The National Social Security Authority (NSSA), a compulsory state pension fund, has a 5.87% shareholding and is controlled by the government through the ministry of labour and social welfare. The other major shareholder is Mittal Steel African investments, with a 9.76% stake.
Hwange has other small pockets of shares trading on the London and Johannesburg stock markets.
Van Hoogstraten is allegedly only too happy to lend a hand to Chidhakwa. He was infuriated when Mutamangira’s board rejected his $50-million bailout offer made to Hwange through one of his investment vehicles, Wilbough’s Consolidated. If accepted, that deal would have given him management control of Hwange.
“My interests control around 30% of the shares and we have the direct support of another 5% of shareholders. I have not yet had a meeting with the newly appointed minister of mines which I expect on my next visit to Harare in two weeks time. I would also expect Mittal Steel (who hold 9%) and NSSA (who hold 6%) to support judicial management as its the only viable solution to save Hwange from becoming another Zisco Steel,” Van Hoogstraten said.
After his offer was rejected, Van Hoogstraten wrote to Hwange’s secretary, Thembelani Ncube, on April 1 seeking an urgent shareholders’ meeting to place the company under judicial management and for the appointment of a judicial manager.
Govt not in support of liquidation
But the government is not in support of liquidation and is equally wary of a takeover of the company by Van Hoogstraten, who ironically gave the government part of the stake it holds in Hwange. The other part of government’s stake was donated by Anglo American.
Ncube was said to be out of the country when the M&G contacted his office but an official said the AGM was likely to be held in June.
“I don’t have the dates but it’s slated for June, probably end of June,” the official said.
Chidhakwa could not be reached for comment.
Mutamangira said: “Hwange will be shortly convening its AGM and the board and management will be seeking support from shareholders on the turnaround plan, in the sincere hope that the fortunes of the company will begin to significantly change.”

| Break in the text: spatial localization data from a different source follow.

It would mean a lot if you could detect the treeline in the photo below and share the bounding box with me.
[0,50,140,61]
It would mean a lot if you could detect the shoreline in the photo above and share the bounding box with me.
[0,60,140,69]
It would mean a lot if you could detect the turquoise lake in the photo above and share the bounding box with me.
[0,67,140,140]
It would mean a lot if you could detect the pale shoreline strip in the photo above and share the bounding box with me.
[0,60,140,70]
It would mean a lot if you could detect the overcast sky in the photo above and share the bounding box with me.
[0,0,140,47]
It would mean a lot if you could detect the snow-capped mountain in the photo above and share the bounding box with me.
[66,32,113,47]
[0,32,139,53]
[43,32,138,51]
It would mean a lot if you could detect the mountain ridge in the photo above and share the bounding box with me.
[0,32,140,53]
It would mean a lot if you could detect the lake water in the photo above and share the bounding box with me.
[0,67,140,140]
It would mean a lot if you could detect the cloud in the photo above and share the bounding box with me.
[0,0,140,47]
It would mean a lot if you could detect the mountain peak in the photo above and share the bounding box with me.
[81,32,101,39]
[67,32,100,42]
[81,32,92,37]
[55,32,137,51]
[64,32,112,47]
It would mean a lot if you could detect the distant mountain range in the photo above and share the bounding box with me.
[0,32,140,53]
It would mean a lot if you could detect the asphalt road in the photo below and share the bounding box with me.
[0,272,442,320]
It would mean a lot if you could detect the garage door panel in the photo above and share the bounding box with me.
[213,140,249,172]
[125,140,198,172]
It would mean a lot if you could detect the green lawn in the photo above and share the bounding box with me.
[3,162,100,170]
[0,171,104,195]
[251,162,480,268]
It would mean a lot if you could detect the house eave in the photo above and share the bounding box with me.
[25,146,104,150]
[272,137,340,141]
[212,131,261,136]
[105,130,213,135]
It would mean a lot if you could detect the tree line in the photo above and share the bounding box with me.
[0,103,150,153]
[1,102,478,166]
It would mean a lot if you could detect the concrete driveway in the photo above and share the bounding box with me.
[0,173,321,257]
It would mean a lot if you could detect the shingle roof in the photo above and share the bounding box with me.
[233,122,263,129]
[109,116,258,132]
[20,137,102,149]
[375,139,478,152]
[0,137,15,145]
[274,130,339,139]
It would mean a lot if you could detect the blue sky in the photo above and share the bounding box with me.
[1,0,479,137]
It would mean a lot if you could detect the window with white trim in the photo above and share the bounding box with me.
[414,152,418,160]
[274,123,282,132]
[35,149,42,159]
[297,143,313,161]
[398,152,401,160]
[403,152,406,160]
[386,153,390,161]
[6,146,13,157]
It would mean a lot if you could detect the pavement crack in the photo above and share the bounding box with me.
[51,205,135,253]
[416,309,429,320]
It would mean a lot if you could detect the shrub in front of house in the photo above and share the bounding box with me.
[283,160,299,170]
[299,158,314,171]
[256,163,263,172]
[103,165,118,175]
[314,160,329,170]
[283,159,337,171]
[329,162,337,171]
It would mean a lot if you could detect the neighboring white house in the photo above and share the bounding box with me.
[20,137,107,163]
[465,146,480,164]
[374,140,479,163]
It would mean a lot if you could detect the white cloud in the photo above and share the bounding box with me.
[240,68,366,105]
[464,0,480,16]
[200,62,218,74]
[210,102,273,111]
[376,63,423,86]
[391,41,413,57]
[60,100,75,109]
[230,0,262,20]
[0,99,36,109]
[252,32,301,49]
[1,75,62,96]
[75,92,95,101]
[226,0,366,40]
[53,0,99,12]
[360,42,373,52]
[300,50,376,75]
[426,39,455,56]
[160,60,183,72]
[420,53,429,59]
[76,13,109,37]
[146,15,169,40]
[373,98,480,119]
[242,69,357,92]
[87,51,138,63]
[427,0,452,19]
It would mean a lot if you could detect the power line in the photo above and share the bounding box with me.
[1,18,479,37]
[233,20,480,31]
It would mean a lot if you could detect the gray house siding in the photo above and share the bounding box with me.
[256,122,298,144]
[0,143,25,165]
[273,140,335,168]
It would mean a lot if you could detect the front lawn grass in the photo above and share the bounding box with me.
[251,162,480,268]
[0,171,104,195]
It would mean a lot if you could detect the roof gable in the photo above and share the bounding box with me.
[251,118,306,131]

An advisory note put out by the Hwange board said they had declined Van Hoogstraten’s offer because of Wilbough’s insistence of taking management control through a special purpose vehicle, and because of Wilbough’s adjustment of its offer “to irredeemable convertible loan stock”.
“It is, therefore, no longer an offer of debt capital but [of] equity capital,” the note stated.
In his letter to shareholders, which he admitted was “my first letter to shareholders since my assumption of the chair on 3 August 2011”, Mutamangira said Hwange “was unable to progress this offer further” after consultations with major shareholders and a failure to break the deadlock over the issue of management control and regarding the costs of the funds.
He also said another problem was that Van Hoogstraten’s $50-million came with a 10% interest charge, plus 3% of turnover and 17% of profit a year over five years.
Under the proposal, Wilbough’s special purpose vehicle would have had reported directly to the Hwange board, and a co-ordinating committee comprising three of Wilbough’s representatives and two Hwange directors would have been established.
Van Hoogstraten had insisted that the government would keep its 37% share and debts owed to the state and the NSSA would be converted into five-year preference shares.
Sources said Mutamangira is working on a way to placate the government and to isolate Van Hoogstraten. In his turnaround plan, Mutamangira wants to restructure the balance sheet by converting some debt into equity, a move likely to shore up the government’s and the NSSA’s share in Hwange.
Hwange has a total debt of $170-million, of which over $50-million is owed to the government and the NSSA. Several new players, Makomo Resources, Coal Brick and Chilota, have posed a challenge to Hwange, which Mutamangira admitted had put Hwange “under increased competition”.